Naturally, when you are planning to start your own small business, you have to plan on applying for a small business loan. Before you do, you need to make sure that you understand the pitfalls that come with actually receiving a small business loan and the possible effects that it can have on you and your new business. Of course, these SBA loans can help get your new business started, but all good things come with their disadvantages.
What Are Some Disadvantages?
The first disadvantage is the fact that you typically do not have any equity. Unfortunately, with a startup business loan, you cannot access the amount you have paid towards the loan, which usually requires for you to apply for yet another loan. This is one of those tricky loopholes that banks and credit unions can pull on new business owners.
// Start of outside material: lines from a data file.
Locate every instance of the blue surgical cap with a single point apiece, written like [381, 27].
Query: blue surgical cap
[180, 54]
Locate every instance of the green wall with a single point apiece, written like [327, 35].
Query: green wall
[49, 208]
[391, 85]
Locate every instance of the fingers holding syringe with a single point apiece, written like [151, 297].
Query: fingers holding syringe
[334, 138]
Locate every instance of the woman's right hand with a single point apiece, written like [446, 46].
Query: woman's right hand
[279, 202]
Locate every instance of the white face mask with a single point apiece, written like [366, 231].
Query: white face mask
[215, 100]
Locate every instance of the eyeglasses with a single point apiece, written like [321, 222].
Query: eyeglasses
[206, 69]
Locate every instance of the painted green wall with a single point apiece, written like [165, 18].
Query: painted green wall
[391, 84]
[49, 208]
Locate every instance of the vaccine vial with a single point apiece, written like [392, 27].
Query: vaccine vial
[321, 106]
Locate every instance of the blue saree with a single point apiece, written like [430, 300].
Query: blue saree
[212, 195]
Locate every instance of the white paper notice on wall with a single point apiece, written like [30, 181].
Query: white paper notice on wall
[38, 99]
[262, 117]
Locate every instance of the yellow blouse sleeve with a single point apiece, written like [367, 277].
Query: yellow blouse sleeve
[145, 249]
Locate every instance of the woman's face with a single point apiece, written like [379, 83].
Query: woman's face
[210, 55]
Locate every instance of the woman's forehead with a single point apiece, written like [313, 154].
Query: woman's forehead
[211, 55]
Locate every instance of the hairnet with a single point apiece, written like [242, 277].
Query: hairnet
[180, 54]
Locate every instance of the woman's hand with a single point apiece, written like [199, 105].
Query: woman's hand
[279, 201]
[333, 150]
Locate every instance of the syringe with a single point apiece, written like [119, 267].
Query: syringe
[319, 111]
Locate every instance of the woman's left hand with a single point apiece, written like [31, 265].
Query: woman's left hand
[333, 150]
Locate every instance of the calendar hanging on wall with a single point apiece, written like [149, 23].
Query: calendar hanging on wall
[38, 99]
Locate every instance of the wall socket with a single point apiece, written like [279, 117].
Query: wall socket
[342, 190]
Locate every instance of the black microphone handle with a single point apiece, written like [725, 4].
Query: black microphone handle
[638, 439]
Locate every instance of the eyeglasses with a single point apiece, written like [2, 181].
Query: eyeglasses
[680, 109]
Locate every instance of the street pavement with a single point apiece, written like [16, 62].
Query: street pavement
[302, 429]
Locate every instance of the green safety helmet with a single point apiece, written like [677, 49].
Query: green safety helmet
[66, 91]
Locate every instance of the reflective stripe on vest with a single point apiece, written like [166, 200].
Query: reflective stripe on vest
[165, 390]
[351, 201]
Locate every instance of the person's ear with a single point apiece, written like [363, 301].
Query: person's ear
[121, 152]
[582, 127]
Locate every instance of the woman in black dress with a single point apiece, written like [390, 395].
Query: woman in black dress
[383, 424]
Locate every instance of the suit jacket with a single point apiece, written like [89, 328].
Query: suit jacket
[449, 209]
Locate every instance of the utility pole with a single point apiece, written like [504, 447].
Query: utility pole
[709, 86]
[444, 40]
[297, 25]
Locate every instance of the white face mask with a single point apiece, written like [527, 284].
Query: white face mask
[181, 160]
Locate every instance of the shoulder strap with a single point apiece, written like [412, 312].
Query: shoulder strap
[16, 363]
There are also very tight restrictions that the bank gives to you once accepted. If your debt level gets too high compared to your equity, then the bank may demand an immediate repayment of the loan.
What Does The Bank Do With My Loan?
The bank can sometimes even tie up your cash because they believe that it can be used in other parts of your business. Maybe you need a new piece of equipment for your business to run more smoothly, but unfortunately between your monthly balance and whatever may be typed up in the bank, you cannot obtain that money. The banks will typically suggest that you apply for another loan and you will be confused as to where your money went.
As a brief conclusion, if you can avoid getting a small business loan, try to do so. It is better to work towards getting a better credit score before you open your business so that you can work with the line of credit that you have built up.